A $35 million fish landing facility, built for Guayaguayare fishermen in 2012, remains unoccupied and underutilised because of poor design and construction.
When the tide comes in, the force of the waves from the Atlantic Ocean cascades into the facility making it impossible for the fishermen to use. They cannot dock at the port either because the harbour was not dredged properly to facilitate landing and the pier is eight feet higher than their pirogues.
Completed in 2012 at a cost of US$5 million as part of the Port of Galeota Phase 1 Project, the National Energy Corporation (NEC) built the fish landing facility to provide the fishing community of Mayaro and Guayaguayare with a space to carry out fishing-related activities including boat and net repair.
Equipped with fuel, water, ice and cold-storage as well as 25 lockers, washrooms and parking space, the facility is still guarded by security officers on a 24-hour basis even though it is of no use to the fishermen for whom it was built.
In an interview, fisherman Malcolm Lindsay said the fishermen have been unable to dock at the facility because the pier is too high and the force of the waves batters their boats.
Lindsay said the fishermen have no choice but to move their fish landing site a few metres away from where they do not have the comfort of proper lights, clean running water, cold storage for their catch or lockers to store their engines.
“It is really disgusting to know that so much money has been spent and all we can do is watch the port and wish it was better built,” Lindsay said. He noted that there were over 3,000 fishermen in the villages of Ortoire, Grand Lagoon, Church Road, Stone Bright, Plaisance and Guayaguayare, yet there was only one gas station in the Mayaro area.
“We already facing real problems because we cannot afford gas and now we cannot even get gas for our boats because all of us fishermen have to fight up with regular motorists to get gas. They are killing fishing in these villages,” Lindsay said.
He noted that fishermen were being exploited by fish vendors who pay minimal prices for fish because of the lack of cold storage facilities.
Carol Ravello, one of the few fisherwomen in the area, said if there were cold storage facilities, the fishermen could store their fish and get a reasonable price. However, because they were afraid that the fish could spoil in their hands, Ravello said the fishermen often sell their catch cheaply.
“Sometimes we don’t get back the money we put in for fishing. Sometimes they pay us $1 for bonito and $10 a pound for carite and they sell carite and king fish back to customers for $25 and $30 a pound. It’s really unfair,” Ravello said. She also noted that bonito could be processed into pet food and burgers rather than being wasted on the beach.
Another fisherman Kir Guy said there were many oil companies in Guayaguayare yet nobody has offered assistance to them.
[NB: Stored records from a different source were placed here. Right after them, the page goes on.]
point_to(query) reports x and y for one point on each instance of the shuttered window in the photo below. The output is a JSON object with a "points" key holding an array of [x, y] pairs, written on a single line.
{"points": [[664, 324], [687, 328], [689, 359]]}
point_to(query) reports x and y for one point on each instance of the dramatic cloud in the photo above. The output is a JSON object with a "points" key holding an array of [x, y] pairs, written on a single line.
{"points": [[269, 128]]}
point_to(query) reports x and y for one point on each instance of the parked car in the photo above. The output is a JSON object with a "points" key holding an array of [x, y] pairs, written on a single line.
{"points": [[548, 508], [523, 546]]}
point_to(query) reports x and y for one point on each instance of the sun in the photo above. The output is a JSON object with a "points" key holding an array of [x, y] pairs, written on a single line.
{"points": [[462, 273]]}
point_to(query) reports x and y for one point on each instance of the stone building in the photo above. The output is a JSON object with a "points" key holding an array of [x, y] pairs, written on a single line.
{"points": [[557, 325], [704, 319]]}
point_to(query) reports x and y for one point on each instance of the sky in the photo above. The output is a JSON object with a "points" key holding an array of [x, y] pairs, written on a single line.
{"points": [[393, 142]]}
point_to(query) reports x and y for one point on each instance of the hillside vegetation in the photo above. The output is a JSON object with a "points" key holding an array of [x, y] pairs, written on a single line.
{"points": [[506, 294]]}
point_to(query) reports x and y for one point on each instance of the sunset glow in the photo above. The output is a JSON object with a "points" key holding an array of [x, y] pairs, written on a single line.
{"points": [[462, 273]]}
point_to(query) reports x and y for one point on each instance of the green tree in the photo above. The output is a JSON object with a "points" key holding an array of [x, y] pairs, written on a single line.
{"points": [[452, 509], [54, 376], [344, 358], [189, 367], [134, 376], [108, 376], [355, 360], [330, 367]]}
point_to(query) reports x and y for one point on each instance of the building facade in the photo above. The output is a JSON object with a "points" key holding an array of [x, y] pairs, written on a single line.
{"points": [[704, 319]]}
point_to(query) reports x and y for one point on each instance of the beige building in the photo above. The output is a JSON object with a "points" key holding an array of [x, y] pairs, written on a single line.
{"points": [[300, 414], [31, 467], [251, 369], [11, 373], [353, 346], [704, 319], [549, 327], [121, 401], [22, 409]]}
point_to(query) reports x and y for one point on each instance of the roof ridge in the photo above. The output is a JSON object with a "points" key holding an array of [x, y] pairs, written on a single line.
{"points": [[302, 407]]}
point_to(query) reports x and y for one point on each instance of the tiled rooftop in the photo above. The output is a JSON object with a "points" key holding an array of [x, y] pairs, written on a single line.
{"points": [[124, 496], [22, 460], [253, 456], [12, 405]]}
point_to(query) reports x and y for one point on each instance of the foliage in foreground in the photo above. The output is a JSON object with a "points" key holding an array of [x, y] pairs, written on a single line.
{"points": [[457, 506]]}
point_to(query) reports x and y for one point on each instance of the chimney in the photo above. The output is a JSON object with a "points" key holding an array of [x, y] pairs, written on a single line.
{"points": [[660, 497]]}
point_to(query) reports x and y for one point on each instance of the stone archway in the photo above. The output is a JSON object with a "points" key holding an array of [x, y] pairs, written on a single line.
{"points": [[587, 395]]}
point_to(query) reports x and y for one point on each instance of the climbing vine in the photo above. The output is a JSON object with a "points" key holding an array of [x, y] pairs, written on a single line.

He called for better floodlights in the area where they now dock, as well as a return to regular gas. Guy also said a businessman from the area was selling the ice from the fish landing site which fishermen had no access to.
When contacted, Minister of Agriculture, Land and Fisheries Clarence Rambharat said the facility was officially handed to his ministry in 2017. He said after hearing about the fishermen’s complaints he provided lighting and washroom facilities to the fishermen. However, he said it will cost a further $15 million to reconfigure the facility.
Asked whether the contractor was penalised for building the facility which was now useless to fishermen, Rambharat said no.
“The contractor is not at fault because he built it according to the designs given. Fishermen have never used the facility because the pier is too high. When you pull up to the pier they supposed to be able to step off the boat onto the pier but they can’t because the boat is eight feet below the pier. The waves are too rough for boats to come in,” he explained.
He added that the ministry is looking at ways to remedy the problem.
“It requires a lot of redesign and expenditure. In the interim, I have improved the area by putting in lights, washroom facilities and they could access the existing port if they want to use the lockers or to get ice,” Rambharat said.
He advised the fishermen to speak to their fisheries officer if they have any more problems.